Marc Surer: «Red Bull tanzt Ferrari auf der Nase rum»
Die Formel-1-Fahrer-WM ist entschieden: Lewis Hamilton hat in Mexiko alles klargemacht. Fad wird es beim Grand Prix von Brasilien gemäss Marc Surer dennoch nicht. Der Schweizer GP-Experte der deutschen Sky glaubt: «Wir haben jetzt eine spannende Situation. Und zwar gibt es drei Piloten, die jederzeit ein Rennen gewinnen können. Das gab es in der Vergangenheit nicht allzu häufig. Lewis Hamilton will nach seinem Titel sicher noch einmal beweisen, dass er nicht einschläft. Er wollte in Mexiko gewinnen und hat es nicht geschafft, er wird hoch motiviert sein. Für Sebastian Vettel wäre ein Sieg ganz dringend mal wieder nötig. Red Bull Racing mit Max Verstappen hat ja schon angekündigt, die letzten beiden Rennen gewinnen zu wollen. Alle sind also heiss auf den Sieg – das ist eine tolle Voraussetzung.»
Nach dem Mexiko-GP war die Gemütslage bei Ferrari geknickt, und Brasilien ist gemäss Surer eine gute Gelegenheit, um trübe Gedanken loszuwerden: «Ferrari muss versuchen, eine verzeihliche Stimmung hinzukriegen. So dass man nach der Saison behaupten kann: „Wir hätten das schaffen können.“ Im Moment sieht es ja so aus, als ob sie alles falsch machen würden, entweder der Fahrer oder das Team. Was natürlich so nicht stimmt. Es geht nun darum, mit einem positiven Gefühl in die Winterpause zu gehen. Ferrari ärgert es sicher, dass ihnen jetzt plötzlich Red Bull Racing auf der Nase herumtanzt – und dies trotz eines schwächeren Motors!»
Ferrari-Star Sebastian Vettel hat in Interlagos erklärt: Locker lassen gilt nicht, denn es gibt für die kommende Saison eine Menge zu lernen. Marc Surer vertieft: «Das Reglement bleibt konstant. Daher werden die Teams die verbleibenden Rennen nutzen, um neue Teile am fahrenden Auto auszuprobieren. Daraus kann man dann einen ersten Vorgeschmack erhalten, wer im nächsten Jahr ein gutes Auto haben wird. Denn die Testfahrten sind begrenzt und werden im Februar und März 2018 nur zwei Wintertests zu je vier Tagen haben.»

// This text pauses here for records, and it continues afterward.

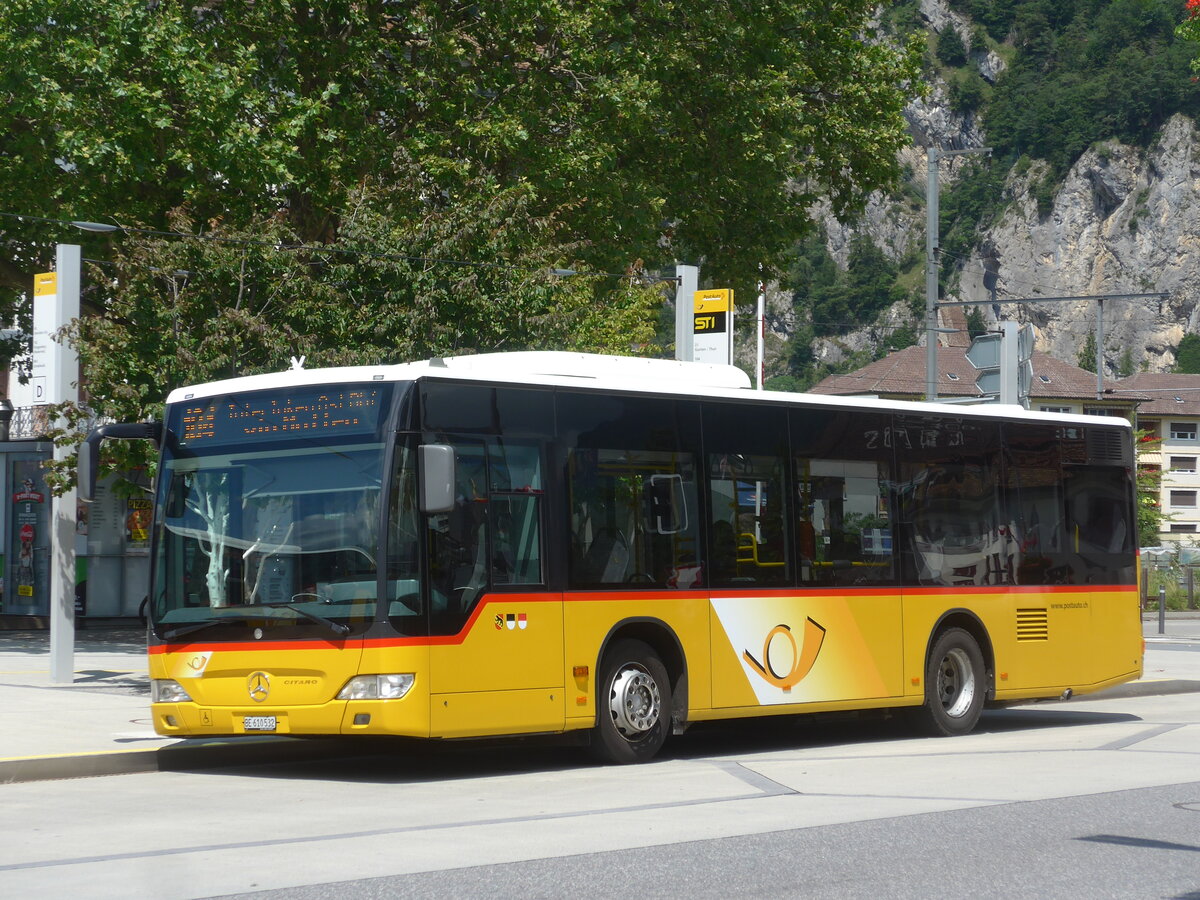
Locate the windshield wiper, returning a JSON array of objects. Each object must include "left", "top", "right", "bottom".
[
  {"left": 242, "top": 600, "right": 350, "bottom": 635},
  {"left": 162, "top": 616, "right": 257, "bottom": 641},
  {"left": 162, "top": 602, "right": 350, "bottom": 641}
]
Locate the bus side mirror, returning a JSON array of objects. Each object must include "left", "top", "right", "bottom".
[
  {"left": 76, "top": 422, "right": 162, "bottom": 503},
  {"left": 418, "top": 444, "right": 454, "bottom": 514}
]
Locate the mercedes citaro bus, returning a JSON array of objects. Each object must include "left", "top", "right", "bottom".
[{"left": 80, "top": 353, "right": 1142, "bottom": 762}]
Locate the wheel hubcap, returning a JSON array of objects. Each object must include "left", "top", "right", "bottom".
[
  {"left": 937, "top": 648, "right": 974, "bottom": 719},
  {"left": 608, "top": 665, "right": 662, "bottom": 740}
]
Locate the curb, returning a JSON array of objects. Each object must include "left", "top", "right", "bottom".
[
  {"left": 0, "top": 737, "right": 379, "bottom": 785},
  {"left": 7, "top": 678, "right": 1200, "bottom": 785},
  {"left": 1089, "top": 678, "right": 1200, "bottom": 701}
]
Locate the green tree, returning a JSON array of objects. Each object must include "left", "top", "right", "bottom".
[
  {"left": 937, "top": 25, "right": 967, "bottom": 68},
  {"left": 1172, "top": 335, "right": 1200, "bottom": 374},
  {"left": 1117, "top": 347, "right": 1134, "bottom": 378},
  {"left": 1134, "top": 431, "right": 1165, "bottom": 547},
  {"left": 0, "top": 0, "right": 919, "bottom": 374},
  {"left": 1075, "top": 331, "right": 1096, "bottom": 372}
]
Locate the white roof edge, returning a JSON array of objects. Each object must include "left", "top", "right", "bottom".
[
  {"left": 167, "top": 350, "right": 750, "bottom": 403},
  {"left": 159, "top": 350, "right": 1132, "bottom": 427}
]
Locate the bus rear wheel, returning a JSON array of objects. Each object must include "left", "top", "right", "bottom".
[
  {"left": 592, "top": 640, "right": 671, "bottom": 763},
  {"left": 917, "top": 628, "right": 988, "bottom": 737}
]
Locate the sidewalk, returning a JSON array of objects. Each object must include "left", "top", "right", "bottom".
[{"left": 0, "top": 612, "right": 1200, "bottom": 785}]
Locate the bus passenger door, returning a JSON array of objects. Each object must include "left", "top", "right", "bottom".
[{"left": 427, "top": 438, "right": 565, "bottom": 737}]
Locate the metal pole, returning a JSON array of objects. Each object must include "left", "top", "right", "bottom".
[
  {"left": 676, "top": 264, "right": 700, "bottom": 362},
  {"left": 755, "top": 273, "right": 767, "bottom": 390},
  {"left": 925, "top": 146, "right": 941, "bottom": 402},
  {"left": 48, "top": 244, "right": 82, "bottom": 684}
]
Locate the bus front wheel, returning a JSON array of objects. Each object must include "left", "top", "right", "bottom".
[
  {"left": 592, "top": 640, "right": 671, "bottom": 763},
  {"left": 917, "top": 628, "right": 988, "bottom": 737}
]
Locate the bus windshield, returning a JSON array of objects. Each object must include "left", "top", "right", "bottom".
[{"left": 152, "top": 385, "right": 390, "bottom": 640}]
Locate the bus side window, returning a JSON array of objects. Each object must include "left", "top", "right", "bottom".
[
  {"left": 428, "top": 440, "right": 487, "bottom": 634},
  {"left": 487, "top": 440, "right": 544, "bottom": 584},
  {"left": 792, "top": 409, "right": 896, "bottom": 586}
]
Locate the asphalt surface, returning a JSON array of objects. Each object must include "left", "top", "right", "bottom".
[{"left": 0, "top": 612, "right": 1200, "bottom": 784}]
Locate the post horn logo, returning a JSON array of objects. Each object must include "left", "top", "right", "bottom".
[
  {"left": 742, "top": 619, "right": 824, "bottom": 694},
  {"left": 246, "top": 672, "right": 271, "bottom": 703}
]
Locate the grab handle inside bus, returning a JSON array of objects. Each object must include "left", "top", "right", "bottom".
[
  {"left": 78, "top": 422, "right": 162, "bottom": 503},
  {"left": 418, "top": 444, "right": 455, "bottom": 514}
]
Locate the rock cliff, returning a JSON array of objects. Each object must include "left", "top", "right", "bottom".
[{"left": 763, "top": 0, "right": 1200, "bottom": 376}]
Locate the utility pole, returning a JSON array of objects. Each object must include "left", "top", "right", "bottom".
[
  {"left": 925, "top": 146, "right": 991, "bottom": 402},
  {"left": 937, "top": 290, "right": 1170, "bottom": 400},
  {"left": 32, "top": 244, "right": 82, "bottom": 684}
]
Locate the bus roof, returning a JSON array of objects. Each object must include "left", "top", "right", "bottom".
[{"left": 167, "top": 350, "right": 1132, "bottom": 427}]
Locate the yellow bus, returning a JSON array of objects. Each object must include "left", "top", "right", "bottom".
[{"left": 80, "top": 353, "right": 1142, "bottom": 762}]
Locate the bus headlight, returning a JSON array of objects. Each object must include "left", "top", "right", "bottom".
[
  {"left": 150, "top": 678, "right": 192, "bottom": 703},
  {"left": 337, "top": 673, "right": 416, "bottom": 700}
]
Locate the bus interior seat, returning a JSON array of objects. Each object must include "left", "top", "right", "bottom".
[{"left": 583, "top": 528, "right": 629, "bottom": 584}]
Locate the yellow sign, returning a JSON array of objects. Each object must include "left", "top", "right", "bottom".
[
  {"left": 692, "top": 288, "right": 733, "bottom": 314},
  {"left": 691, "top": 288, "right": 733, "bottom": 365}
]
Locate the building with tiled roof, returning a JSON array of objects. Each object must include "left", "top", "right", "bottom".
[
  {"left": 1114, "top": 372, "right": 1200, "bottom": 545},
  {"left": 810, "top": 347, "right": 1132, "bottom": 419}
]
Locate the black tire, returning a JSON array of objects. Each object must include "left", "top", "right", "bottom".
[
  {"left": 592, "top": 640, "right": 671, "bottom": 763},
  {"left": 916, "top": 628, "right": 988, "bottom": 737}
]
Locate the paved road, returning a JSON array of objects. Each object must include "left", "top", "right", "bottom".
[{"left": 0, "top": 692, "right": 1200, "bottom": 898}]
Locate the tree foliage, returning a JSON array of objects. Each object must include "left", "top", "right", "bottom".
[
  {"left": 1174, "top": 335, "right": 1200, "bottom": 374},
  {"left": 979, "top": 0, "right": 1200, "bottom": 181},
  {"left": 0, "top": 0, "right": 918, "bottom": 394}
]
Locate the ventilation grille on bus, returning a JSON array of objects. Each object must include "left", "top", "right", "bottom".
[
  {"left": 1087, "top": 428, "right": 1132, "bottom": 466},
  {"left": 1016, "top": 610, "right": 1050, "bottom": 641}
]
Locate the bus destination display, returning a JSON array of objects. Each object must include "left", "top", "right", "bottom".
[{"left": 176, "top": 385, "right": 389, "bottom": 446}]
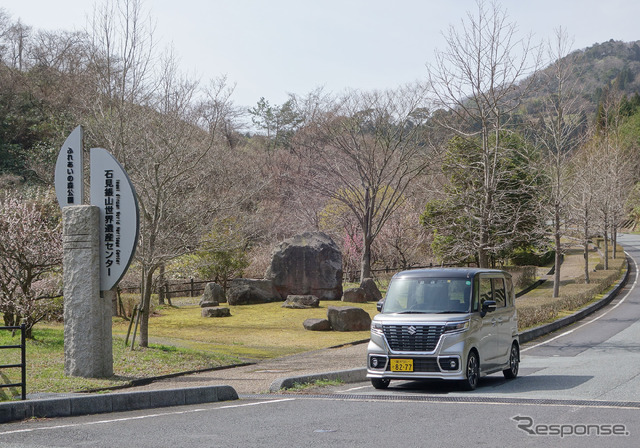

Heisses Thema in der Formel 1: Der Kostendeckel. Marc Surer findet: «Eine Bugdetobergrenze ist sicher eine ganz vernünftige Lösung. Dass man die langsam, aber sicher nun endlich einführt, ist auch richtig. Im Jahr 2019 soll ja nur mal ein behutsamer Versuch unternommen werden, ob das überhaupt funktioniert. Ich glaube, da kann eigentlich kein vernünftiger Mensch dagegen sein. Im Moment ist es so, dass die Top-Teams zu jedem GP-Wochenende neue Teile mitbringen. Das ist nicht gesund, die kleineren GP-Rennställe können da einfach nicht mithalten.»
Die Fachkräfte von Formel-1-Grossaktionär Liberty Media haben angekündigt: Wir denken in alle Richtungen. So wird beispielsweise auch daran gedacht, zu den Startaufstellungen von früher zurückzukehren – will heissen: Drei Fahrer in der ersten Startreihe, zwei Rennwagen in der zweiten, dann wieder drei Piloten in der dritten Reihe und so fort. Marc Surer erwidert: «Das ist für mich von der Sicherheit her inakzeptabel. Wir haben heute schon immer das Gedränge in der ersten Kurve. Wenn nun drei Piloten nebeneinander zur ersten Kurve streben, dann kann das eigentlich nur schiefgehen. Früher hatte man längere Bremswege, man konnte sich da eher aussortieren, da mag solch eine Regelung funktioniert haben.»
«Zudem: Wenn einer beim Start stehenbleibt, was wird dann passieren? Die Fahrer, die weiter hinten stehen, überlegen sich schon vorher einen Fluchtplan, wie sie auf solche Ereignisse reagieren. Wir sollen einen Kopfschutz Halo ans Auto bauen, um für mehr Sicherheit zu sorgen. Und auf der anderen Seite macht man sich solche Gedanken – nicht zu glauben!»